On December 10, 1907, Rudyard Kipling was awarded the Nobel Prize for Literature, making him the first English-author to receive this award. He was also the youngest recipient to receive the award to date, at forty-one years old. Kipling was nominated that year by Oxford professor, Charles Oman. The prize citation read that it was “in inconsideration of the power of observation, originality of imagination, virility of ideas and remarkable talent for narration which characterize the creations of this world-famous author.”
Kipling, who was an English journalist, short-story writer, poet, and novelist, was born in India, which inspired much of his work. His works of fiction include The Jungle Book, Kim, and many short stories, including, The Man Who Would be King. Poems of his include, Mandalay, Gunga Din, and The Gods of the Copybook Headings.
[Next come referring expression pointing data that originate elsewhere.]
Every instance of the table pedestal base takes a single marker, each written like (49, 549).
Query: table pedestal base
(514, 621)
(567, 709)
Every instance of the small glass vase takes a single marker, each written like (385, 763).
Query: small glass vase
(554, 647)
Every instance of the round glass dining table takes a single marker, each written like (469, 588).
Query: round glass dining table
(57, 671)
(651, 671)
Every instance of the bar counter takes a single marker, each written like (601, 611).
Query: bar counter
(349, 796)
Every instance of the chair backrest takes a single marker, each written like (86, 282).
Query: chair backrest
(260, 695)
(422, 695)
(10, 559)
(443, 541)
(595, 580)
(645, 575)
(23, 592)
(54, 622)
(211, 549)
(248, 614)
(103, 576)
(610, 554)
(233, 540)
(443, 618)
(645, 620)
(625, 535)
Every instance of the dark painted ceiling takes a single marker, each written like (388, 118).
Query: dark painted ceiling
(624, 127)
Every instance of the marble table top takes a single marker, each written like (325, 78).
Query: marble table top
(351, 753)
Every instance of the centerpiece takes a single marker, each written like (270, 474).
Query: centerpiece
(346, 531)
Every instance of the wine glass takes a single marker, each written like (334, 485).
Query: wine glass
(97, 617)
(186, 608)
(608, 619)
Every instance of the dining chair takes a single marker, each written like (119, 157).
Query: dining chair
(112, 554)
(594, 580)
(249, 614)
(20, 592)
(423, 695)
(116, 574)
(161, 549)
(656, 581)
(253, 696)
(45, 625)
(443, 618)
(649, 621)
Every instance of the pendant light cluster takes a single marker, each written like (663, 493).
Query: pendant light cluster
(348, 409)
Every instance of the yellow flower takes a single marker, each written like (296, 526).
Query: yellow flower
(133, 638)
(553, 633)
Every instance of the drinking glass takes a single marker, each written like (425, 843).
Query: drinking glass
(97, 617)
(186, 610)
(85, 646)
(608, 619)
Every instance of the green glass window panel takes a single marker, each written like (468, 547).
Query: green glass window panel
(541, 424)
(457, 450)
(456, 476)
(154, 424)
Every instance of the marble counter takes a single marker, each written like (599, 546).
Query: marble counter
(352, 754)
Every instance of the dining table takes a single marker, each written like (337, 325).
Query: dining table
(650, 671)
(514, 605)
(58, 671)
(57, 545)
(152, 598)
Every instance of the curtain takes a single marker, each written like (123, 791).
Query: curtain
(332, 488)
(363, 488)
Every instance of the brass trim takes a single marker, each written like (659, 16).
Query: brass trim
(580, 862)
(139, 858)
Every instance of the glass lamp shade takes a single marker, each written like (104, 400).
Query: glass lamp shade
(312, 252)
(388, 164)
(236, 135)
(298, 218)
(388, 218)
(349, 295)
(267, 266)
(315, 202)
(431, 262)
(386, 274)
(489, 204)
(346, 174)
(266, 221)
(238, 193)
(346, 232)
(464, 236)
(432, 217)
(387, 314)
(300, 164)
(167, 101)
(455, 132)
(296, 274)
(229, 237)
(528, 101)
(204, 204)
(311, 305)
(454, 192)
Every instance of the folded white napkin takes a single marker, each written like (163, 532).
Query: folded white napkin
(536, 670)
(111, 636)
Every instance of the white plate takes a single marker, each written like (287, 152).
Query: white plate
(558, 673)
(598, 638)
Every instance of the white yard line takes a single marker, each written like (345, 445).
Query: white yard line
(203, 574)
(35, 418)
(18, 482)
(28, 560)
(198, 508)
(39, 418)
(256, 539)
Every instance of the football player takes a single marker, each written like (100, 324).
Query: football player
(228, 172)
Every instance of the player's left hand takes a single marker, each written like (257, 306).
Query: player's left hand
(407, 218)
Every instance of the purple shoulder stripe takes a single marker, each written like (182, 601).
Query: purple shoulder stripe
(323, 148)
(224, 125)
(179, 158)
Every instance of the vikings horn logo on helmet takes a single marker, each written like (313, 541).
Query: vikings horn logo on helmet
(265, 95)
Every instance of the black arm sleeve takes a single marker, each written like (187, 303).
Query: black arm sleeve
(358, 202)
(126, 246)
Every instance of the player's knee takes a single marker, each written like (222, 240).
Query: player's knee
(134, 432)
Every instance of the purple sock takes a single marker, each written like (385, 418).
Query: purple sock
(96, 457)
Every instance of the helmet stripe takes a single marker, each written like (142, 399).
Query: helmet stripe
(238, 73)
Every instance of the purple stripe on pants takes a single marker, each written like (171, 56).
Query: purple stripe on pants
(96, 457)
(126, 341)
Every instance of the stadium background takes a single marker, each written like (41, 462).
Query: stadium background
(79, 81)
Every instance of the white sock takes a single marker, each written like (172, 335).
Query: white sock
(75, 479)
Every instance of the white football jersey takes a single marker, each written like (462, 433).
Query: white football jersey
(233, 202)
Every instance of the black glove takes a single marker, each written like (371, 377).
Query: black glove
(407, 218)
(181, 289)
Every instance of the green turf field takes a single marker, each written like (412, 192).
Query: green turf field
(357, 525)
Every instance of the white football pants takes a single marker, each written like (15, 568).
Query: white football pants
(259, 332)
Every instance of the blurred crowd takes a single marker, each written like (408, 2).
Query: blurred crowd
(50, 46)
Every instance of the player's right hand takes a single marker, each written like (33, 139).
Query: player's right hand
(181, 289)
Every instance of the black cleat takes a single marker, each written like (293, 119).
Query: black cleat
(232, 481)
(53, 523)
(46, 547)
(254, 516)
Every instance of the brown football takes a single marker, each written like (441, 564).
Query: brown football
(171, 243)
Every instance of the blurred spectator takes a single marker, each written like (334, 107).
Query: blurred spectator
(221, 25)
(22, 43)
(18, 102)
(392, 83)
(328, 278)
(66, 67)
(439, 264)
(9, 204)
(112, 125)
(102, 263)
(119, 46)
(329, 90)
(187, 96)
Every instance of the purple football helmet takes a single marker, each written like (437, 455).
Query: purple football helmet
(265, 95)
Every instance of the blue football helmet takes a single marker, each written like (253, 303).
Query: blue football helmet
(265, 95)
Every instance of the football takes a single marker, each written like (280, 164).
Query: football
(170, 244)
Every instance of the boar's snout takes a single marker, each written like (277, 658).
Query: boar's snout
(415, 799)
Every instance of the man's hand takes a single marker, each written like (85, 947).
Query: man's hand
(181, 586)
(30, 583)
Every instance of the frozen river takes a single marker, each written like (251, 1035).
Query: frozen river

While he accepted the Nobel Prize, Kiping turned down many honors in his lifetime, including the poet laureateship and knighthood.
Kipling was among the United Kingdom’s most popular writers in the late nineteenth and early twentieth centuries. He is seen as an innovator in the art of the short story and his children’s books are regarded as classics. Though he was a gifted writer, Kipling is regarded as politically toxic and has become critically unpopular, his reputation remaining controversial to this day. However, his works for children, especially The Jungle Book, still remain a part of popular culture.